Wells Fargo has its own representatives active in the forum, all clearly denoted with a “Works@WF” badge.

Topics span college financing options, 529 plans, field reports on campus visits, and how parents with young children can begin to save for college.

The forum presently has 63 “conversations” running. The most popular, a post about a dad+daughter visit to Oregon and Washington campuses, has been viewed 895 times and has 12 replies.

“Wells Fargo is inviting everyone involved in the college planning process to join the community,” said Kimarie Matthews, VP of Social Web for Wells Fargo. “As a result, members won’t get just one answer to their questions from a single point of view. They’ll get a variety of answers and insights from different people.”

Wells Fargo’s student community website is very simple. There is the discussion forum, an about tab, a summary of popular conversations, and a list of top contributors. There isn’t much else. Surprisingly, Wells Fargo doesn’t include any links to the sprawling student lending center on its website. Maybe company representatives only slip links into conversations when they occur naturally? In any event, it’s hard to see how a link — somewhere on the microsite — would point to the plethora of student loan information that Wells Fargo has packed on its main corporate website. The closest thing though is a link to the bank’s general homepage.

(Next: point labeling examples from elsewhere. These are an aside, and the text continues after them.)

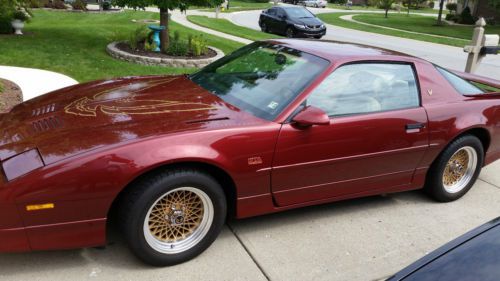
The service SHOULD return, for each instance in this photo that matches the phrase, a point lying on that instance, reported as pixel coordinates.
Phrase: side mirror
(311, 116)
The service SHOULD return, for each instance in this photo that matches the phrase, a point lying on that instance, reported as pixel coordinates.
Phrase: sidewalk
(35, 82)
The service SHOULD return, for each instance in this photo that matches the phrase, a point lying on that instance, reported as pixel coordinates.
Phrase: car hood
(80, 118)
(309, 21)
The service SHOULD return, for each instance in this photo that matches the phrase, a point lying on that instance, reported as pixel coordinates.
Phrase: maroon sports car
(273, 126)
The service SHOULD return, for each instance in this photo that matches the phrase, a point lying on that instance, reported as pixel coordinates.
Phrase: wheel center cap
(176, 218)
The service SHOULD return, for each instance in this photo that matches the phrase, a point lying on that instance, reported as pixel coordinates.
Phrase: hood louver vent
(44, 110)
(46, 124)
(207, 120)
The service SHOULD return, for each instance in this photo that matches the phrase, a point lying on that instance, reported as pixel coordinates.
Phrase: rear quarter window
(462, 86)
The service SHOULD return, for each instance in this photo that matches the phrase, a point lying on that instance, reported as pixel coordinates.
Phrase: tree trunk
(164, 40)
(440, 16)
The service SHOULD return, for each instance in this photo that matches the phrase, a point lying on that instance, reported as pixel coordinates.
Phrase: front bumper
(310, 33)
(13, 236)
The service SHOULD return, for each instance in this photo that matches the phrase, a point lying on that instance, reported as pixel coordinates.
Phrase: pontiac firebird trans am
(273, 126)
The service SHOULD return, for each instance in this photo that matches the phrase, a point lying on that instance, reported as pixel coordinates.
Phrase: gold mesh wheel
(178, 220)
(460, 169)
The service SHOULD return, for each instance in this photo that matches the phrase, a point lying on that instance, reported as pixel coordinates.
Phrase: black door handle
(415, 126)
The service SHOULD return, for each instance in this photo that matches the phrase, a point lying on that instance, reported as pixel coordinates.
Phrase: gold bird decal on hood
(122, 100)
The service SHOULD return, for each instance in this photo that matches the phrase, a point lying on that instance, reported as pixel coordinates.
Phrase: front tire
(456, 170)
(173, 216)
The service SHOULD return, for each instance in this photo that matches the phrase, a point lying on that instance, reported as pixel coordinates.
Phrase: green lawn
(423, 25)
(228, 27)
(334, 19)
(238, 5)
(74, 44)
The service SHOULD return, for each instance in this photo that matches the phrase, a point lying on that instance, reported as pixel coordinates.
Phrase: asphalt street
(447, 56)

Wells Fargo’s Community microsite, an online forum for college-bound students and their parents.

How big is the market? Wells Fargo says there are over 20 million students enrolled in undergraduate and graduate programs. If Wells could capture 5% of the that market, it would be worth as much as $80 billion.

Wells Fargo seems serious about reaching the student audience. The bank distributed some $68 million to 8,000 different educational programs and schools across the U.S. just last year alone.

With fees at in-state public four-year schools increasing an average rate of 5.6% per year above the general inflation rate, students need all the help they can get. This school year, the average cost for tuition, room and board is $17,131, up 6.0% over last year.

“Students and parents have a number of questions when it comes to college planning,” explains Kirk Bare, head of Wells Fargo Education Financial Services. “So we’re facilitating the sharing of knowledge, advice and experiences through the Wells Fargo Community.”

The Education Services division that Bare counts more than 1.9 million student and family customers across the U.S. The division provides tips and tools to keep college-related financial decisions on the right track.

The bank boasts a robust student loan area on its website. Among the 14 different tabs about financing an education, there is a section with resources and information for students, a section for parents and planning calculators.

Well Fargo offers a wide range of programs to undergrads:

  • Collegiate Loan – cost of education (minus other financial aid) at 3.40% APR
  • Student Loan for Community College – up to $15,000 for two-year programs and $20,000 for four-year programs at 5.24% APR
  • Student Loan for Parents – up to $25,000 per school year at 4.00% APR
  • Specialized loans for graduate students and health/professional students.

Wells Fargo says it has been in the student lending business since 1968, or some 44 years.